Circus SE Aktie: 92-Prozent-Meilenstein erreicht
Circus SE meldet technologischen Durchbruch mit 92% Systemverfügbarkeit für CA-1-Roboter und plant Vervierfachung der Produktion bis Jahresende. Das Verteidigungsgeschäft entwickelt sich dynamisch.

- Technologischer Meilenstein mit 92% Systemverfügbarkeit
- Produktionskapazität soll bis Jahresende vervierfacht werden
- Verteidigungssegment entwickelt sich überraschend dynamisch
- Aktienkurs notiert deutlich unter Jahresanfangsniveau
Circus SE hat im Q1-Update-Call einen Wert geliefert, auf den Investoren seit Monaten gewartet haben: Die CA-1-Roboter erreichen erstmals eine Systemverfügbarkeit von 92 Prozent — und übertreffen damit die Kundenvorgabe von 85 Prozent deutlich. Das ist der erste belastbare Beweis, dass die Technologie den Pilotbetrieb hinter sich lässt.
Zu Jahresbeginn lag die Verfügbarkeit noch bei rund 70 Prozent. Der Sprung auf über 90 Prozent geht einher mit einem reduzierten manuellen Wartungsaufwand von 1,5 Stunden täglich. Beides zusammen signalisiert: Die Systeme reifen schneller als geplant.
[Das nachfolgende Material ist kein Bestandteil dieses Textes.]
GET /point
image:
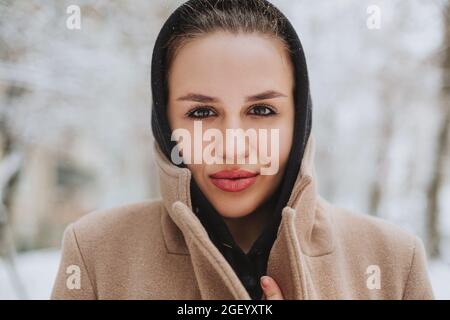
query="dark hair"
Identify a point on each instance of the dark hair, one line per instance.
(201, 17)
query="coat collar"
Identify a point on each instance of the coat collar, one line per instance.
(305, 231)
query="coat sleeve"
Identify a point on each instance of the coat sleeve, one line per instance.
(72, 280)
(418, 286)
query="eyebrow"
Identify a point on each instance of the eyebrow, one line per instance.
(269, 94)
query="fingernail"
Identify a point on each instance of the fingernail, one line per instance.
(265, 282)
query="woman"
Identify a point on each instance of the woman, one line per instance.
(224, 229)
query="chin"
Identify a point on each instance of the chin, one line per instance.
(237, 208)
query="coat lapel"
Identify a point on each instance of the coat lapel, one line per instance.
(305, 231)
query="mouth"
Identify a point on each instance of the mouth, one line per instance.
(233, 180)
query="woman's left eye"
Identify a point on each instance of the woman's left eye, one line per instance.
(261, 110)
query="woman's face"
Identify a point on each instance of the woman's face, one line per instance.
(224, 81)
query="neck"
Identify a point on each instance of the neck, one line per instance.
(246, 230)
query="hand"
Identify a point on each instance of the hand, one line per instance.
(271, 289)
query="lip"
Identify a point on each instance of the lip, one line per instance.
(233, 180)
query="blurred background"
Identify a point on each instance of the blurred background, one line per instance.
(75, 118)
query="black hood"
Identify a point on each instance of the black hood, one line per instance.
(209, 217)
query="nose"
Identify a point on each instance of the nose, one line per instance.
(236, 149)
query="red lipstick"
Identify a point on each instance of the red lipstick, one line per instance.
(233, 180)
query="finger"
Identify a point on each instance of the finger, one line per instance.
(271, 289)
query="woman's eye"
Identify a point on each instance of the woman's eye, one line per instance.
(261, 110)
(200, 113)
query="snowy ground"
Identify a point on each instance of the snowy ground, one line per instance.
(38, 268)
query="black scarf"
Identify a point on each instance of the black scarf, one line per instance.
(249, 267)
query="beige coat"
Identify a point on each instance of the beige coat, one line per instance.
(160, 250)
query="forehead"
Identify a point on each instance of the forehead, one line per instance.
(223, 62)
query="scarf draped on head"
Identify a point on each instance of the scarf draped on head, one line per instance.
(209, 217)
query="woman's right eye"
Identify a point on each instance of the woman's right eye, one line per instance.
(200, 113)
Produktion soll sich bis Jahresende vervierfachen
Der Produktionsplan ist ambitioniert. Nach 16 gefertigten Einheiten in Q1 soll die Kapazität in Q2 und Q3 jeweils verdoppelt werden. Im vierten Quartal peilt Circus 64 Einheiten pro Monat an — was für das Gesamtjahr 2026 eine Kapazität von 304 Einheiten ergibt. Der modellierte Bedarf liegt bei 205 Einheiten, der Auftragsbestand bei über 550 Robotern.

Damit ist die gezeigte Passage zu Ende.